14. A quarter-wavelength ground-plane antenna with four quarter-wavelength horizontal radials has a feed-point impedance of about 37 ohms, purely resistive. The correct choice is (a).
15. Let's recall the formula for determining antenna efficiency Eff% in percent:

Eff% = 100 RR / (RR + RL)

where RR represents the radiation resistance and RL represents the loss resistance. We've been told that RL equals three-quarters (75%) of the total resistance RR + RL. Therefore, RR represents only one-quarter (25%) of RR + RL. We have a fraction in which the numerator is 25% of the denominator, so the value of the whole fraction must equal 25%. We've just figured out that Eff% = 25%. The correct choice is (a).

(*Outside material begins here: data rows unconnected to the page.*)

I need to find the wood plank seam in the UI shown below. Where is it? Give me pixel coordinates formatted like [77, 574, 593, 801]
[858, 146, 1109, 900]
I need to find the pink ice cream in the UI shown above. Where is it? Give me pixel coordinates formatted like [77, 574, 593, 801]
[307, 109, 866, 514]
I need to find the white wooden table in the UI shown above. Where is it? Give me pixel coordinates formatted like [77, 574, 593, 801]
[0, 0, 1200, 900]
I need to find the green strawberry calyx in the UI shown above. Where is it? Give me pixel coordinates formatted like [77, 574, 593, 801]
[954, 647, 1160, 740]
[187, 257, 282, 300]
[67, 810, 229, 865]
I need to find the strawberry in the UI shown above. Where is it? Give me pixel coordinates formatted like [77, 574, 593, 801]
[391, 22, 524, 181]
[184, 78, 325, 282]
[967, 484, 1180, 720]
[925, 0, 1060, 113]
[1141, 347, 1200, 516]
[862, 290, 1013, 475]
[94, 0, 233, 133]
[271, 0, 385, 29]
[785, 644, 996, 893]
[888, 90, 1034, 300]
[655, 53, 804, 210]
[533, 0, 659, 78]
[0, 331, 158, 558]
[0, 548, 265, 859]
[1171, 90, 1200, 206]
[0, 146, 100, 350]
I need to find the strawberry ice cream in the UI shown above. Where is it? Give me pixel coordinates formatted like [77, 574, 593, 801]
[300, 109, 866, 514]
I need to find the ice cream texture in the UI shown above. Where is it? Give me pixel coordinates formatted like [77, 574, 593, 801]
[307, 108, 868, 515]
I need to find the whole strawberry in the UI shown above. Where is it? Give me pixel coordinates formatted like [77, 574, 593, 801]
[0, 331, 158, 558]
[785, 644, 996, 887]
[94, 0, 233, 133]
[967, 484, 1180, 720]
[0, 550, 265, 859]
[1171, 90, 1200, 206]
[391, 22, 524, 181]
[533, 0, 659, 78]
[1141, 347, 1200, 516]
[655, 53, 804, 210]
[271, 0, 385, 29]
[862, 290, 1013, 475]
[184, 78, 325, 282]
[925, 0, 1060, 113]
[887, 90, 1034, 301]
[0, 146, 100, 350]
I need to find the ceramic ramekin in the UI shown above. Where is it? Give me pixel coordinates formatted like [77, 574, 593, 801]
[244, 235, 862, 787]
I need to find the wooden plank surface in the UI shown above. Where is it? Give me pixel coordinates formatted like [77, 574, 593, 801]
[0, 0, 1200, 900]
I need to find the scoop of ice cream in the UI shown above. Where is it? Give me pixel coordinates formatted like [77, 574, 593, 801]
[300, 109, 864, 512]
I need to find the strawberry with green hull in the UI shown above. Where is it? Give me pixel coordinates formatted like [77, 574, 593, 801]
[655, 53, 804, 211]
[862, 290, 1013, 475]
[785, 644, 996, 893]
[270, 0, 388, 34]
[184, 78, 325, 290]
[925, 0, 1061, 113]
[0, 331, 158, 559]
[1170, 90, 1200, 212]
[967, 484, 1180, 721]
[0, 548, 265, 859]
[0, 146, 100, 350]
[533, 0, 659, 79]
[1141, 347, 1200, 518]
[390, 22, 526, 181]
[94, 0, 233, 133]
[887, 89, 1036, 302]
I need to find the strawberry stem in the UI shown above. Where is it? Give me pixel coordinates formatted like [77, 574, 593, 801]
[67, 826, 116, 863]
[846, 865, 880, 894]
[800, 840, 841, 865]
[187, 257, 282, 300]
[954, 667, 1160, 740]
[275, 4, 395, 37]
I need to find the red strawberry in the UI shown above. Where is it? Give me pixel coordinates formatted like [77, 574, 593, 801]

16. In a parasitic array, we always connect the driven element directly to the transmission line. Any existing directors, as well as the reflector, constitute parasitic elements, which we never connect directly to a transmission line. The correct choice is (a).
17. The loop, as described here, is a small loop. This type of antenna receives best from directions in the plane perpendicular to the loop axis. That's the plane in which the loop actually lies. Choice (a) is the right answer.
18. Ground-plane antennas are designed for use with coaxial-cable transmission lines. The correct choice is (c). Some amateur radio operators (myself included) have used parallel-wire transmission lines with ground-plane antennas. Such systems work fairly well, but parallel-wire line is meant for use with balanced antennas such as dipoles or loops, not with unbalanced antennas. The ground-plane constitutes an unbalanced antenna. In my experimental system, I observed significant feed-line radiation (an undesirable condition) because of the balanced-to-unbalanced design mismatch. Poor design notwithstanding, I made a few ham-radio contacts with that system!
19. A hobbyist can construct a folded dipole (a), a ground plane (b), or a closed loop (c) and get it to transmit signals efficiently at 7 MHz. However, a dish antenna at 7 MHz would be far too bulky and massive for any hobbyist to build! The correct choice is (d).
20. An isotropic antenna exhibits an effective power loss with respect to a half-wave dipole. All of the other antenna types mentioned here provide some gain with respect to a dipole. The correct choice is (d).